Re: [PATCH V2 2/2] fs/super.c: don't fool lockdep in freeze_super() and thaw_super() paths

From: Dave Chinner
Date: Sun Oct 09 2016 - 21:13:09 EST


On Sun, Oct 09, 2016 at 06:14:57PM +0200, Oleg Nesterov wrote:
> On 10/08, Dave Chinner wrote:
> >
> > On Fri, Oct 07, 2016 at 07:15:18PM +0200, Oleg Nesterov wrote:
> > > > >
> > > > > --- x/fs/xfs/xfs_trans.c
> > > > > +++ x/fs/xfs/xfs_trans.c
> > > > > @@ -245,7 +245,8 @@ xfs_trans_alloc(
> > > > > atomic_inc(&mp->m_active_trans);
> > > > >
> > > > > tp = kmem_zone_zalloc(xfs_trans_zone,
> > > > > - (flags & XFS_TRANS_NOFS) ? KM_NOFS : KM_SLEEP);
> > > > > + (flags & (XFS_TRANS_NOFS | XFS_TRANS_NO_WRITECOUNT))
> > > > > + ? KM_NOFS : KM_SLEEP);
> > > > > tp->t_magic = XFS_TRANS_HEADER_MAGIC;
> > > > > tp->t_flags = flags;
> > > > > tp->t_mountp = mp;
> > > >
> > > > Brief examination says caller should set XFS_TRANS_NOFS, not change
> > > > the implementation to make XFS_TRANS_NO_WRITECOUNT flag to also mean
> > > > XFS_TRANS_NOFS.
> > >
> > > I didn't mean the change above can fix the problem, and I don't really
> > > understand your suggestion.
> >
> > xfs_syncsb() does:
> >
> > tp = xfs_trans_alloc(... , XFS_TRANS_NO_WRITECOUNT, ....);
> >
> > but it's running in a GFP_NOFS context when a freeze is being
> > finalised.

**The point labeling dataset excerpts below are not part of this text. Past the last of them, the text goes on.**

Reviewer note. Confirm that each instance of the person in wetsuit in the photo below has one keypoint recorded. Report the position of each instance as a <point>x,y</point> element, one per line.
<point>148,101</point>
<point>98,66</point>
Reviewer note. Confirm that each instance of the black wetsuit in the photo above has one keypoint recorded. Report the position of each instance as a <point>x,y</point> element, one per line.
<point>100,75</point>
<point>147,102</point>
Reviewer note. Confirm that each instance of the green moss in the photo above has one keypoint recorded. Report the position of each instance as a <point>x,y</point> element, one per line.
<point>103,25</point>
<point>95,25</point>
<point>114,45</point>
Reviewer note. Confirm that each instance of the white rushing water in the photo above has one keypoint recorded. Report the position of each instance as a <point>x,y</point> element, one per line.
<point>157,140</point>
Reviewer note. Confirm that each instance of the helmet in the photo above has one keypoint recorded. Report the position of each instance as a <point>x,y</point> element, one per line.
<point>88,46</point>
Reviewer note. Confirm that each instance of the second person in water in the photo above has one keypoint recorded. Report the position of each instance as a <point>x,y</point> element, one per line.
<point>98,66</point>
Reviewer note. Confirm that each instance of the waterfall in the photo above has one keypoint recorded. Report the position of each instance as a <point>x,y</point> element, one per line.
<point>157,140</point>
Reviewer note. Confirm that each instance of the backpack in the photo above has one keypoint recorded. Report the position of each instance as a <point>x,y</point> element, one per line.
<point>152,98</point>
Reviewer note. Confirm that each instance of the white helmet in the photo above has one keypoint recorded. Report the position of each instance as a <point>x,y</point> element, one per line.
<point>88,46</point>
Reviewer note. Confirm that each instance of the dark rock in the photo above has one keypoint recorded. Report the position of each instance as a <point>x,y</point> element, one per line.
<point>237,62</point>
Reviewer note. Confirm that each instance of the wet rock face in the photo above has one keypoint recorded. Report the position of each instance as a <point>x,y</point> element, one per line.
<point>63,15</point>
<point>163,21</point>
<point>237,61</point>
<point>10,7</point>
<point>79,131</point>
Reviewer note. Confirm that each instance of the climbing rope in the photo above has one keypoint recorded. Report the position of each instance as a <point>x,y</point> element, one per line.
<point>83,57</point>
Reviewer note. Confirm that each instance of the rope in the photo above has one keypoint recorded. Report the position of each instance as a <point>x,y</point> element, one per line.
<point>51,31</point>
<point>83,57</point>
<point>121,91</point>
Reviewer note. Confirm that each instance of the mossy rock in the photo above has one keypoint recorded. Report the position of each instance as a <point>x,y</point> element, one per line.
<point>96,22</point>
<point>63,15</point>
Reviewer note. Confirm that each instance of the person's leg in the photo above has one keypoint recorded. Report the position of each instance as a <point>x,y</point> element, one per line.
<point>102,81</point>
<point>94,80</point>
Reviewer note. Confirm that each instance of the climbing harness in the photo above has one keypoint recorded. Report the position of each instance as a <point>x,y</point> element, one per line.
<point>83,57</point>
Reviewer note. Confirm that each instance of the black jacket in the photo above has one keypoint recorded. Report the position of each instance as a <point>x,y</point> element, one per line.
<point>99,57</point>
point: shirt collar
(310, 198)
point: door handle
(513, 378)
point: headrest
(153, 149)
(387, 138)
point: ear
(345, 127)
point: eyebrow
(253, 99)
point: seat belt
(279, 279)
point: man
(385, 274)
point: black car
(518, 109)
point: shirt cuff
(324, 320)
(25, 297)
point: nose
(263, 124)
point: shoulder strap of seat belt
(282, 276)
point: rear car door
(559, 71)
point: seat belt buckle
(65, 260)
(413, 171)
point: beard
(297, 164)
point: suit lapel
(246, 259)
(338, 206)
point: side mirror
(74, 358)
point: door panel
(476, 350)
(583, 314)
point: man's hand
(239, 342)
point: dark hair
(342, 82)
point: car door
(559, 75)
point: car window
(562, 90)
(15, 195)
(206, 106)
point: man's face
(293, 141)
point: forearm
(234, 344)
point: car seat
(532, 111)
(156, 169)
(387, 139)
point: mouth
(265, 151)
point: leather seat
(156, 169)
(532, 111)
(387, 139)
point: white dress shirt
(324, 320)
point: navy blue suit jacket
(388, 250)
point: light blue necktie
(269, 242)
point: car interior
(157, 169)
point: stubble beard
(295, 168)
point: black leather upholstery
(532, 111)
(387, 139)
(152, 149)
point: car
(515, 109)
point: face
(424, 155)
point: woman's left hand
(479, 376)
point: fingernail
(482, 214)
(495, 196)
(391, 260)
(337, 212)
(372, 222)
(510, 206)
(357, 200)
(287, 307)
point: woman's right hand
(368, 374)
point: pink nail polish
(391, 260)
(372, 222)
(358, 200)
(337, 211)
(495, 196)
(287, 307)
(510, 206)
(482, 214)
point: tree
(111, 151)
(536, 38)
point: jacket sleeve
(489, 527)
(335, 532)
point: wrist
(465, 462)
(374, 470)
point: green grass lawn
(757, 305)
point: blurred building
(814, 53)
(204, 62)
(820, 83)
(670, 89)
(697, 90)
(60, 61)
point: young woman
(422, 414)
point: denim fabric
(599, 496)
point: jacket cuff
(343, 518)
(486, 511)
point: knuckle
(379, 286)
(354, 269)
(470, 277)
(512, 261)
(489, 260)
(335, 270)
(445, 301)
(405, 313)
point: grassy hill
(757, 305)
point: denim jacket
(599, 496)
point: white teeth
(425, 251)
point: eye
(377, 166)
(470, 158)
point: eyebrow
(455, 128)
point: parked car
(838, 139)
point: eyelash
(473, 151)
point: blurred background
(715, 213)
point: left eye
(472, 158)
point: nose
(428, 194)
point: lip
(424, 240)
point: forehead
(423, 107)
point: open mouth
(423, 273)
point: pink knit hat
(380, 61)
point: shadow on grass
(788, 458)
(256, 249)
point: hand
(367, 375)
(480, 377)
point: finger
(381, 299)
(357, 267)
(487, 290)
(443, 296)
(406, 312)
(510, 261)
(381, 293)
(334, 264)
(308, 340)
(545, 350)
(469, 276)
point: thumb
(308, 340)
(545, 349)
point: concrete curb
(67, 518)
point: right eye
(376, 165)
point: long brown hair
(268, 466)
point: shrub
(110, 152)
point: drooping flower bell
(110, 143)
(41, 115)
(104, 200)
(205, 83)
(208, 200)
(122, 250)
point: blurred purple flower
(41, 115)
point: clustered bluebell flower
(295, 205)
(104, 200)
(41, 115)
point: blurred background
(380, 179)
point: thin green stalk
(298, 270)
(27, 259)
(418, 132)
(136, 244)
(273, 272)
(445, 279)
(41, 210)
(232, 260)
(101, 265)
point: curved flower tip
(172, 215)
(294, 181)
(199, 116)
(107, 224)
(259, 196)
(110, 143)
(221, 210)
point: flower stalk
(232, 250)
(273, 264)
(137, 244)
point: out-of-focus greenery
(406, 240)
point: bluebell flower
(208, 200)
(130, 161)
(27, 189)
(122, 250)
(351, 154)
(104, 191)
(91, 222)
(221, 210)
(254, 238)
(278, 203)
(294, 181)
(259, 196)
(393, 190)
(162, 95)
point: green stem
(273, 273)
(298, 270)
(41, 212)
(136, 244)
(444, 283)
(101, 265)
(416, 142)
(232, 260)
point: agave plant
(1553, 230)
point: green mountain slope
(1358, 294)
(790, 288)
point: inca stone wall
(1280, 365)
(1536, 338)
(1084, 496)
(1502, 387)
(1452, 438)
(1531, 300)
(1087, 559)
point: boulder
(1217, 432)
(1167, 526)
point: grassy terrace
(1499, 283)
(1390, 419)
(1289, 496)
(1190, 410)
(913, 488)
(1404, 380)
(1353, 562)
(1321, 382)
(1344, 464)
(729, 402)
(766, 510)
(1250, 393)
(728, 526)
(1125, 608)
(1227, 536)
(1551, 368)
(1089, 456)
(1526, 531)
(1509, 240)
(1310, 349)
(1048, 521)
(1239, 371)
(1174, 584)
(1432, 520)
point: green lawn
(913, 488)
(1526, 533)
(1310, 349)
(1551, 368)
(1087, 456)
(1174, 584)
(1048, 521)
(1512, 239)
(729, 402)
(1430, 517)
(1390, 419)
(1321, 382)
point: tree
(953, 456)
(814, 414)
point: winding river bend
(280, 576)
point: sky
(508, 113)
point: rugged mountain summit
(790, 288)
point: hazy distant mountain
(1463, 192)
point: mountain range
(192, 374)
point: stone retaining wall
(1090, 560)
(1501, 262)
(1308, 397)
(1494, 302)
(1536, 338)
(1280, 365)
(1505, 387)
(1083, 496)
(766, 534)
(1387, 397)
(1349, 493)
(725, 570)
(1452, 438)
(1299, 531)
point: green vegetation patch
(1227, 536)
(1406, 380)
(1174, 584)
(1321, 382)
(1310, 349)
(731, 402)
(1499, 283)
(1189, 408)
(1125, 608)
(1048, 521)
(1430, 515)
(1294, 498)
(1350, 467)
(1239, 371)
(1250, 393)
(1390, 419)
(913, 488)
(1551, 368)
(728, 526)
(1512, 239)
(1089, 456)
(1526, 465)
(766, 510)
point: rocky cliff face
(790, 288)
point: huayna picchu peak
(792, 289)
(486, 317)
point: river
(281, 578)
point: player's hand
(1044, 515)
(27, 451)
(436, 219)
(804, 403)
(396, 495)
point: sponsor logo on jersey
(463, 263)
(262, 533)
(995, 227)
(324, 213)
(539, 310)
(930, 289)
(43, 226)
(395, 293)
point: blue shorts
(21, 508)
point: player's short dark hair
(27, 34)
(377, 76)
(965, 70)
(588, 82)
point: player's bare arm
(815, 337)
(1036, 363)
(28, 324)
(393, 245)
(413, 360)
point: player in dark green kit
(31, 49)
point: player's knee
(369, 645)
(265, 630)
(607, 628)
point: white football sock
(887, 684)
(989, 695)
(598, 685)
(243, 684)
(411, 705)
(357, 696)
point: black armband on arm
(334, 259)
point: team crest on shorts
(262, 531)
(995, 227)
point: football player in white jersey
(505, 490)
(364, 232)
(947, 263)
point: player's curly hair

SO, rather than changing what XFS_TRANS_NO_WRITECOUNT
> > does in xfs_trans_alloc(), we should tell it to do a GFP_NOFS
> > allocation. i.e.
> >
> > tp = xfs_trans_alloc(... , XFS_TRANS_NOFS | XFS_TRANS_NO_WRITECOUNT, ....);
>
> Ah. This is clear but I am not sure it is enough,
>
> > > Obviously any GFP_FS allocation in xfs_fs_freeze()
> > > paths will trigger the same warning.
> >
> > Of which there should be none except for that xfs_trans_alloc()
> > call.
>
> Really?

/Should/ is an indication of *intent*. Reality is that there may be
*bugs*. We all know that testing can't prove the absence of bugs, so
even after years and years of exercising the code with producing any
evidence there may still be problems.

So, it's time to waste more time explaining why lockdep is telling
us about something that *isn't a bug*.

> Again, I can be easily wrong, but when I look at xfs_freeze_fs()
> paths I can see
>
> xfs_fs_freeze()->xfs_quiesce_attr()->xfs_log_quiesce()->xfs_log_unmount_write()
> ->xfs_log_reserve()->xlog_ticket_alloc(KM_SLEEP)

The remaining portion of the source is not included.